6. Il résulte de l’ensemble de ces éléments que les conclusions à fin d’indemnisation de la requête de M. C B et M. A B doivent être rejetées.

Sur les frais du litige :

7. Les dispositions de l’article L. 761-1 du code de justice administrative font obstacle à ce que la somme demandée par MM B soit mise à la charge de l’Etat, qui n’est pas la partie perdante dans la présente instance.

D E C I D E :

Article 1er : La requête de MM B est rejetée.

Article 2 : Le présent jugement sera notifié à M. C B, à M. A B et au ministre de l’intérieur et des outre-mer.

Copie en sera adressée au préfet du Rhône.

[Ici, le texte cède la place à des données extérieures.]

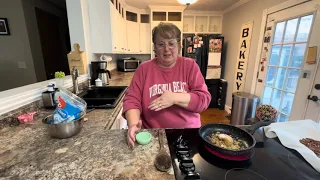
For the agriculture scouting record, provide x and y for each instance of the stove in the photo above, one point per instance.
(270, 161)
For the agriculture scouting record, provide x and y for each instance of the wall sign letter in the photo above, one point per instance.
(242, 60)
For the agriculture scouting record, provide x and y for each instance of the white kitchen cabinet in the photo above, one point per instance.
(107, 27)
(133, 37)
(145, 38)
(115, 26)
(100, 17)
(208, 24)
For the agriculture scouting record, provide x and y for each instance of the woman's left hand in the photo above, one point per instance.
(164, 101)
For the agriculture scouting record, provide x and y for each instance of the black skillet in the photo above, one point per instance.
(235, 132)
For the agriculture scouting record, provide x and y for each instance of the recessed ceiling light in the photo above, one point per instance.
(187, 2)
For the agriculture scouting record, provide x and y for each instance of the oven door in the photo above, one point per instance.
(131, 65)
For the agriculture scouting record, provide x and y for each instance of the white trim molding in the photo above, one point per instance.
(234, 6)
(15, 98)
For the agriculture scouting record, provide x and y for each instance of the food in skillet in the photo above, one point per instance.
(312, 144)
(226, 141)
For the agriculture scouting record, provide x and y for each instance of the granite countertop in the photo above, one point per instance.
(28, 152)
(94, 153)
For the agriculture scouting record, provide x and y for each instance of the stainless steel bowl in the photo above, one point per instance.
(63, 130)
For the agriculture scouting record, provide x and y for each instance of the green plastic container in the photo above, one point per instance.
(143, 138)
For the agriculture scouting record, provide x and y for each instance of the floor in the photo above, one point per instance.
(214, 115)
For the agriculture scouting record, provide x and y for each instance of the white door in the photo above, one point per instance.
(285, 79)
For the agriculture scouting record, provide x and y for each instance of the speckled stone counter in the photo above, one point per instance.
(28, 152)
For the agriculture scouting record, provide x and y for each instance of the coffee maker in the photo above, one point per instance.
(99, 70)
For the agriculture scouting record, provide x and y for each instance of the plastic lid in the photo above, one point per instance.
(143, 137)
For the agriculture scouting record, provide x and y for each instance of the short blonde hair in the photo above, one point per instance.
(166, 31)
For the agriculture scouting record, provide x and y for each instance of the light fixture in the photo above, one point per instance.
(187, 2)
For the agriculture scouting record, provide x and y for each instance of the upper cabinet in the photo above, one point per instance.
(118, 28)
(208, 24)
(113, 29)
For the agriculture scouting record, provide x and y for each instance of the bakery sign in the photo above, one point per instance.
(242, 57)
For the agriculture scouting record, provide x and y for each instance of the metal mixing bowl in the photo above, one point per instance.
(63, 130)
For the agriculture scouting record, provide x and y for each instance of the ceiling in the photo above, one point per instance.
(204, 5)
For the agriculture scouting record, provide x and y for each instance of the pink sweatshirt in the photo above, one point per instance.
(185, 76)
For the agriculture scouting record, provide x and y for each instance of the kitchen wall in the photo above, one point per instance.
(15, 49)
(35, 43)
(232, 21)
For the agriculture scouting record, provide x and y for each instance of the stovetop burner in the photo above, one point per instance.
(227, 157)
(298, 164)
(272, 161)
(242, 174)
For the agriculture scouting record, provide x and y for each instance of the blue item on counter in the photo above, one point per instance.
(68, 109)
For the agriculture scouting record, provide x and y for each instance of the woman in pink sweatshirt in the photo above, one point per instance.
(168, 91)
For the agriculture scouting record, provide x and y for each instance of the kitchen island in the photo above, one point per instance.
(28, 152)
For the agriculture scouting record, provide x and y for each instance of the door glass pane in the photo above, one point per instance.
(271, 75)
(292, 81)
(298, 55)
(274, 55)
(287, 102)
(280, 78)
(290, 30)
(279, 32)
(285, 55)
(266, 95)
(304, 28)
(276, 97)
(282, 118)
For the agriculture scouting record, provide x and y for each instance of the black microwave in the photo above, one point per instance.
(126, 65)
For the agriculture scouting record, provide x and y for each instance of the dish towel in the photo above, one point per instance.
(290, 133)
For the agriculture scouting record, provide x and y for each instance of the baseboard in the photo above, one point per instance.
(227, 108)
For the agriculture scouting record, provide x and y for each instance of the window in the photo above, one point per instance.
(284, 68)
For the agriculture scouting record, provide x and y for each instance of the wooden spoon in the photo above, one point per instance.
(163, 160)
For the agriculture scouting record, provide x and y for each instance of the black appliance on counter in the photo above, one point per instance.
(128, 64)
(99, 70)
(270, 161)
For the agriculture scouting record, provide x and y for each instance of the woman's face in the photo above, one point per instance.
(166, 50)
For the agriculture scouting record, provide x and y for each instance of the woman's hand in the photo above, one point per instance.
(164, 101)
(131, 136)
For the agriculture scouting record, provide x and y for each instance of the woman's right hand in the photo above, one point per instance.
(131, 136)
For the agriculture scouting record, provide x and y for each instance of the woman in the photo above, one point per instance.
(168, 91)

Délibéré après l’audience du 16 décembre 2022, à laquelle siégeaient :

Mme Baux, présidente,

M. Pineau, premier conseiller,

M. Gueguen, conseiller.

Rendu public par mise à disposition au greffe le 30 décembre 2022.

Le rapporteur,

N. D

La présidente,

A. Baux

La greffière,

S. Rolland

La République mande et ordonne au ministre de l’intérieur et des outre-mer en ce qui le concerne ou à tous commissaires de justice à ce requis en ce qui concerne les voies de droit commun contre les parties privées, de pourvoir à l’exécution de la présente décision.